A. Luciferase reporter assay measuring enhancer-blocking activity of CTCF sites from the NANOG locus. Enhancer-blocking plasmids contained a CMV enhancer, a CMV promoter-driven luciferase reporter, and 1.2 kb of DNA encompassing CTCF binding sites from relevant regions were cloned into either XhoI or Pst1 restriction enzyme sites. Luciferase activity was normalized to that of a co-transfected renilla-luciferase and normalized relative to pELuc (empty vector) set to 100%. 5′HS4 from the chicken β-globin locus was used as a positive control.
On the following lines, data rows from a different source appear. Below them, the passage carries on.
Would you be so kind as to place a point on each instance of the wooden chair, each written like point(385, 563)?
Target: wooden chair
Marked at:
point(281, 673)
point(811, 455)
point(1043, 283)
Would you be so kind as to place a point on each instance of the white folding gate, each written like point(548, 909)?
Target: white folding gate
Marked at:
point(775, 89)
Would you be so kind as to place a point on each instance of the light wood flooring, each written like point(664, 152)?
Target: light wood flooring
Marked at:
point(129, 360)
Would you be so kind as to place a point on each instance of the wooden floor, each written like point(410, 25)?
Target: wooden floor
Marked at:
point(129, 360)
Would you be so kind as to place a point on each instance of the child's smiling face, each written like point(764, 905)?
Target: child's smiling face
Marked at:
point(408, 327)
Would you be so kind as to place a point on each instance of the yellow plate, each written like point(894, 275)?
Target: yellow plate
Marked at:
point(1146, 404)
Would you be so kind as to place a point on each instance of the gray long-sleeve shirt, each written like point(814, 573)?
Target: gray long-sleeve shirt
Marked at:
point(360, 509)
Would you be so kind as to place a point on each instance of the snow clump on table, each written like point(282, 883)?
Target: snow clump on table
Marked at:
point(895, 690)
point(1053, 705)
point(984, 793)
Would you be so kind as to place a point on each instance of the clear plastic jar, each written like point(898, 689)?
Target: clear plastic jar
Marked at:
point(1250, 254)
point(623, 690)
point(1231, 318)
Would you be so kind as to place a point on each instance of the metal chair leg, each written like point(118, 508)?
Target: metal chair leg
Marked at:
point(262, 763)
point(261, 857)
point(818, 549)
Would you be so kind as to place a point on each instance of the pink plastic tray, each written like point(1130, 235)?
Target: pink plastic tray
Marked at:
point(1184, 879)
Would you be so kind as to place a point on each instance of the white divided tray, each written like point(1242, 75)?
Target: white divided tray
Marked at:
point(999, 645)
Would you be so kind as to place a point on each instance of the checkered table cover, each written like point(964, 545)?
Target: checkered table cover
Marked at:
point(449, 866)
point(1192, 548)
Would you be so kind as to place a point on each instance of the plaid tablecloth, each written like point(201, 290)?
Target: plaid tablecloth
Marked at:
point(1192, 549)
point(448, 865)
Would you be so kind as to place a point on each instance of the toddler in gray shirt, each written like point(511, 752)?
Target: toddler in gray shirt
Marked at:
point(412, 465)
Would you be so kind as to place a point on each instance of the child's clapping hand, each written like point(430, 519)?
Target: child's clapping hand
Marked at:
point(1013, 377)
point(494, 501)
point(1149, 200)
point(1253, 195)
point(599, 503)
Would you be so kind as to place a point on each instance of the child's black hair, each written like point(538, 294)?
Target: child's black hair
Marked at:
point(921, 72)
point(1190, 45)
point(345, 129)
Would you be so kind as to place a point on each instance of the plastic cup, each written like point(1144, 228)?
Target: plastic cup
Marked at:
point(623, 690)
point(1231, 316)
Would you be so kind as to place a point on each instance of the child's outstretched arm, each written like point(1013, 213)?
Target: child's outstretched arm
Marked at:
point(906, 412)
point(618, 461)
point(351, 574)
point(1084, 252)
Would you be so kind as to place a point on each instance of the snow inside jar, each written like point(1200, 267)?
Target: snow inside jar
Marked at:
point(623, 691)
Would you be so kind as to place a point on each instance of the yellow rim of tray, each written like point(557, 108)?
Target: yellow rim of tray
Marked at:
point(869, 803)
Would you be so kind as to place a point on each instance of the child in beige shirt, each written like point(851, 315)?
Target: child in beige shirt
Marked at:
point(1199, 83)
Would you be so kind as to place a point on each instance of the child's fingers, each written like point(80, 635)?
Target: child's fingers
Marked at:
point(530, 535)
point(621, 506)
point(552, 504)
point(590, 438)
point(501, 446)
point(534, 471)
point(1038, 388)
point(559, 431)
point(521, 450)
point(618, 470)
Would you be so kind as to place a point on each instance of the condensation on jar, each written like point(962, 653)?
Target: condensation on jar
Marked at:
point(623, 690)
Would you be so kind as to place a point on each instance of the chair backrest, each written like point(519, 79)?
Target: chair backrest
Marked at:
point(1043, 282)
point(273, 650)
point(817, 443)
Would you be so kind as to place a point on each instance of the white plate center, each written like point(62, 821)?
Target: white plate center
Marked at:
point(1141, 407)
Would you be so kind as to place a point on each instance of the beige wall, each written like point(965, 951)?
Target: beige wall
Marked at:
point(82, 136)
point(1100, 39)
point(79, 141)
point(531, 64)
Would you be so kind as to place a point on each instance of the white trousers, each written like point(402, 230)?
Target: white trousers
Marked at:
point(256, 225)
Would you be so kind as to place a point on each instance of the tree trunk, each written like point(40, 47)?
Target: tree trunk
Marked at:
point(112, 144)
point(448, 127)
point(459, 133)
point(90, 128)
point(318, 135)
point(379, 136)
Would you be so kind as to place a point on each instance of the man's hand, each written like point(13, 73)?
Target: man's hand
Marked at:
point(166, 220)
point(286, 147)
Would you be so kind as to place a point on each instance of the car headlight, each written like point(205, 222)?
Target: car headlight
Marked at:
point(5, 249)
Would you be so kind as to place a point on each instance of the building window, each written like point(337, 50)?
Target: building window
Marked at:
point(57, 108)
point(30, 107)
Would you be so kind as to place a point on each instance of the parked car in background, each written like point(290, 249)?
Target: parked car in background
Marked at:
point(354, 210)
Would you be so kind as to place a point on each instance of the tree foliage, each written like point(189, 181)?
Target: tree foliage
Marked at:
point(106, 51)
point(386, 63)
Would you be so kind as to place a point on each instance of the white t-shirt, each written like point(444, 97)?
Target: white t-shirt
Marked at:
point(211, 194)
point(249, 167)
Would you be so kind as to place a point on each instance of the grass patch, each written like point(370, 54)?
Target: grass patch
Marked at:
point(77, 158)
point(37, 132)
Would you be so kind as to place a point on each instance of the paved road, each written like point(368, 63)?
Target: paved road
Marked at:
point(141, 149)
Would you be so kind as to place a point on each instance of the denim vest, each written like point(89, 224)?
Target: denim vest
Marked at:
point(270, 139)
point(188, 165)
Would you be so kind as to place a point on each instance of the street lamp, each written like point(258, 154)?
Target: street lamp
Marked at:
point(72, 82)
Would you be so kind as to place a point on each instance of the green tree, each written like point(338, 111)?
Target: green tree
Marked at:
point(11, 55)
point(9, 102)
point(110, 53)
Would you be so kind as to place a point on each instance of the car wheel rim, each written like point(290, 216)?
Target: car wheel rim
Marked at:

Mean ± SEM represented. B. Same as above except cells were transfected with either a scrambled siRNA control or siCTCF before transfection of XhoI luciferase reporter constructs. **represents p<0.01. C. Same as panel B except cells were transfected with PstI luciferase reporter constructs. **represents p<0.01, *represents p<0.05.

Figure 5. Differential association of CTCF interacting partners and protein poly(ADP- ribosyl)ation within the NANOG locus in pluripotent and differentiated hESCs.

A. CTCF ChIP as in Figure 3 in H9 hESCs (black bars) and H9 hESCs differentiated with BMP4 for 5 days (Diff. hESC). The α-IgG (control) immunoprecipitates significantly lower levels of DNA relative to input (data not shown). Mean ± SEM represented. B. Western analyses of indicated proteins in H9 hESCs and 5 day BMP4-treated H9 hESCs (Diff. hESC). Mean ± SEM represented. C. Top panel: Immunoprecipitation of CTCF followed by Western blot analysis of indicated proteins. Bottom panel: Immunoprecipitation using an anti-PAR antibody followed by Western blot analysis with CTCF or Nucleolin. 1% Input was used in both top and bottom panels. D–F. As in Figure 3, except ChIP analysis of indicated proteins or modification. *represents p<0.05, **represents p<0.01. Mean ± SEM represented.